On its negative side, white is often perceived as insipid or boring. Too much white can be cold and isolating - think trendy white designer rooms you would never want to live in. People who wear a lot of white can be seen as cautious or self-sufficient and not open to receiving help from others.
When added to other colours white provides a crisp, clean contrast as in a white top with contrasting belt or in stripes, spots and contrasting white collars or cuffs. White repels light: so it can make your body look larger. For those of you with warmer complexions and colouring, pure white is too harsh. Creams and softer white colours are more flattering.
Grey: A Bit Ambiguous
Grey is a shadow colour associated with the god, Mercury, who moved easily between heaven, earth and the underworld.

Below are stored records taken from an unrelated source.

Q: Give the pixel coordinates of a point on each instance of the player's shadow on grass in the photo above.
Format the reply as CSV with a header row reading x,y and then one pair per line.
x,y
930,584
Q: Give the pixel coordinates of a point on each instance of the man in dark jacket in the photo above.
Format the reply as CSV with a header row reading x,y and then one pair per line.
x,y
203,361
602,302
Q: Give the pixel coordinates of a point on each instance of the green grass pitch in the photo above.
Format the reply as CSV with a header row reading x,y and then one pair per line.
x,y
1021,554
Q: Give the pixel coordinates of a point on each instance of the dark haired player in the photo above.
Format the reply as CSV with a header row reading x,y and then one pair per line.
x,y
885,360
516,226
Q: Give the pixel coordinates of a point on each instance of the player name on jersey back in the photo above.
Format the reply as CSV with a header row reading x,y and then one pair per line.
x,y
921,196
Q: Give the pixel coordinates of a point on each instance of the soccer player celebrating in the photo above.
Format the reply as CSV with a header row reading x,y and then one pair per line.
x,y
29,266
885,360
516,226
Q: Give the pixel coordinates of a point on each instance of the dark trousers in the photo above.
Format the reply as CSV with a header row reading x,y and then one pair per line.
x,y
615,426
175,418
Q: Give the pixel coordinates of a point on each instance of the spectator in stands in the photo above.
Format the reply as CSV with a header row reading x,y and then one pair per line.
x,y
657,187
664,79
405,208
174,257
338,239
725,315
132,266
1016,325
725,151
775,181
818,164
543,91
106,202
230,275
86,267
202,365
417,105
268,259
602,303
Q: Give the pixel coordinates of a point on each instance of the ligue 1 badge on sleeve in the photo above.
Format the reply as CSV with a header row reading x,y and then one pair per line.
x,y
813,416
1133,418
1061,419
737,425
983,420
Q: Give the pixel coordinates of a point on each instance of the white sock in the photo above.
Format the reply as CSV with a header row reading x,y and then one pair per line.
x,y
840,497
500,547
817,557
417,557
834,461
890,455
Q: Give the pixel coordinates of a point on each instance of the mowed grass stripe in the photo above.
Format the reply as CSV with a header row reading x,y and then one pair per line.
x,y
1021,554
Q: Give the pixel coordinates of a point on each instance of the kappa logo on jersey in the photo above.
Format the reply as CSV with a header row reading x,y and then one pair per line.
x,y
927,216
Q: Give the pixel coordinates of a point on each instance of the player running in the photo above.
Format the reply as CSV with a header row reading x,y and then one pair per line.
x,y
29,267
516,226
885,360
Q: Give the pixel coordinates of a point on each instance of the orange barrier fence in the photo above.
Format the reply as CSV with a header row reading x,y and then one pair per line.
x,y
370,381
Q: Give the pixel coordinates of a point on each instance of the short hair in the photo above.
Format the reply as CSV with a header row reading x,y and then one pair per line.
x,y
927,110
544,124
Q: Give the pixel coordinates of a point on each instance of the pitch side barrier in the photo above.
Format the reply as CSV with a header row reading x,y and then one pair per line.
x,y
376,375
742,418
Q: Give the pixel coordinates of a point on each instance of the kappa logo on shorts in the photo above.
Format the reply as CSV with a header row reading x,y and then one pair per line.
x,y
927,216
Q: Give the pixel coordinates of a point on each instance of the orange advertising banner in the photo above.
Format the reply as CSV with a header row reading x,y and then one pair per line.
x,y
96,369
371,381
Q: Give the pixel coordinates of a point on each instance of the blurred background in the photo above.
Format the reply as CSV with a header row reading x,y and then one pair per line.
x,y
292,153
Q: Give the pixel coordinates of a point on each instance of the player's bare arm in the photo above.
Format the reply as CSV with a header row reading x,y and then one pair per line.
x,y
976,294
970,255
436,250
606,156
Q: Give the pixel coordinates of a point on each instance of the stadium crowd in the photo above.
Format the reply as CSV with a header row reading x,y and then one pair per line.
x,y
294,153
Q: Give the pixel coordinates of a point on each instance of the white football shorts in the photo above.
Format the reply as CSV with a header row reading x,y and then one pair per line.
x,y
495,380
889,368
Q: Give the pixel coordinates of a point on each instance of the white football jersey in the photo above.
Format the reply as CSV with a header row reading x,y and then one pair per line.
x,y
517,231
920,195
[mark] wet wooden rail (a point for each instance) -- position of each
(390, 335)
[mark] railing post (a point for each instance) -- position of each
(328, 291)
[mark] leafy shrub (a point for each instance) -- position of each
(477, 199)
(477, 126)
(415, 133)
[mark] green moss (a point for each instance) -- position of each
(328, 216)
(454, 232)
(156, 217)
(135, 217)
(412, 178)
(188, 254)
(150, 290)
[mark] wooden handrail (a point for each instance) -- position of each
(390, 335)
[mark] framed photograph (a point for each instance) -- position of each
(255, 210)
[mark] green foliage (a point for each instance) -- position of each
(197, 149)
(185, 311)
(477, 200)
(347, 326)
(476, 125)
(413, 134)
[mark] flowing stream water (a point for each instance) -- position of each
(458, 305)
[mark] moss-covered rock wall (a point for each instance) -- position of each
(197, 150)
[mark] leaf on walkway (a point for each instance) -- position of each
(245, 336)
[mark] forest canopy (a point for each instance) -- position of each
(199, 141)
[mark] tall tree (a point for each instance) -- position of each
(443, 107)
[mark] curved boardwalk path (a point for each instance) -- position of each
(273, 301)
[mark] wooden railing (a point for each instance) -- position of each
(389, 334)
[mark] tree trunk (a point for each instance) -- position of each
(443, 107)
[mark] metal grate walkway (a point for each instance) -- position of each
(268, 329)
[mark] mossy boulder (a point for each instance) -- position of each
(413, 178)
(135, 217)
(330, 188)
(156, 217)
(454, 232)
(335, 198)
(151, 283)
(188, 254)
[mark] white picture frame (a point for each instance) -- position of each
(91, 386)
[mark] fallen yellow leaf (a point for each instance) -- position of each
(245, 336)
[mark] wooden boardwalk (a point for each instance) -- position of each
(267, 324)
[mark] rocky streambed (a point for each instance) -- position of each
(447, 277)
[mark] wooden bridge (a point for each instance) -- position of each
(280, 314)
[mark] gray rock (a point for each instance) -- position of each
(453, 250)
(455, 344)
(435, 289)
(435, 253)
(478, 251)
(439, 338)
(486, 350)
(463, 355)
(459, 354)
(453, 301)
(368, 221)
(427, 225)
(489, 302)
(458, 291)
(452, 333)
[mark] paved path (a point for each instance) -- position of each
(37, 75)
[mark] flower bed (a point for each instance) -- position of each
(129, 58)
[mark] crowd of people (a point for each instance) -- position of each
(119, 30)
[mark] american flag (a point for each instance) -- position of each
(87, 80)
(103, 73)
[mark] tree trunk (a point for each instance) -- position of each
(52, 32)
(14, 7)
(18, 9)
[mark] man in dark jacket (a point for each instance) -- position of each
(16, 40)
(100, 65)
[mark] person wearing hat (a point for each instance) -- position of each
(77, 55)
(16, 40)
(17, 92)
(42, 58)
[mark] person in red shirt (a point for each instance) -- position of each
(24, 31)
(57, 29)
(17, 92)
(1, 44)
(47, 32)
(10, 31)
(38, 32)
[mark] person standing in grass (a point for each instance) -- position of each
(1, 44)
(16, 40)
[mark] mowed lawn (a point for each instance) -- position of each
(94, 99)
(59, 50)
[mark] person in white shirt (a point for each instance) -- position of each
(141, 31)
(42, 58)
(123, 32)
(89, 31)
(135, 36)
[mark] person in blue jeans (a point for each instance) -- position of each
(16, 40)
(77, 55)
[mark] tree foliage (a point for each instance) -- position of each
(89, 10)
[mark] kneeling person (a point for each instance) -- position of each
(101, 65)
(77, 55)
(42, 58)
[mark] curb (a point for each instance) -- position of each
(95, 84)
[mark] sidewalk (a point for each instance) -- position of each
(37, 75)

Grey brings out our pre-conceived attitudes. People often only see the negative side of grey with bleak fogs, threatening storms and images of boring, austere, colourless old fogeys. Wearing grey can have a positive side as it helps you to be open to new influences and then helps you form enlightened opinions on new things i.e. using the grey matter of your mind.
Grey is a wonderful neutral especially for skirts, pants and jeans as it is softer than black and often includes black in its stripes or fine checks. Grey mixed with silver, black or white can create a striking or a gentle combination. As a hair colour, grey refers to black and white, silver or pure white hair. Wear red, pink or aqua to create a wonderful contrast to highlight grey hair.
Go now and play with black, white and grey. Look, think and feel how you can use these colours to add more richness and diversity to your life.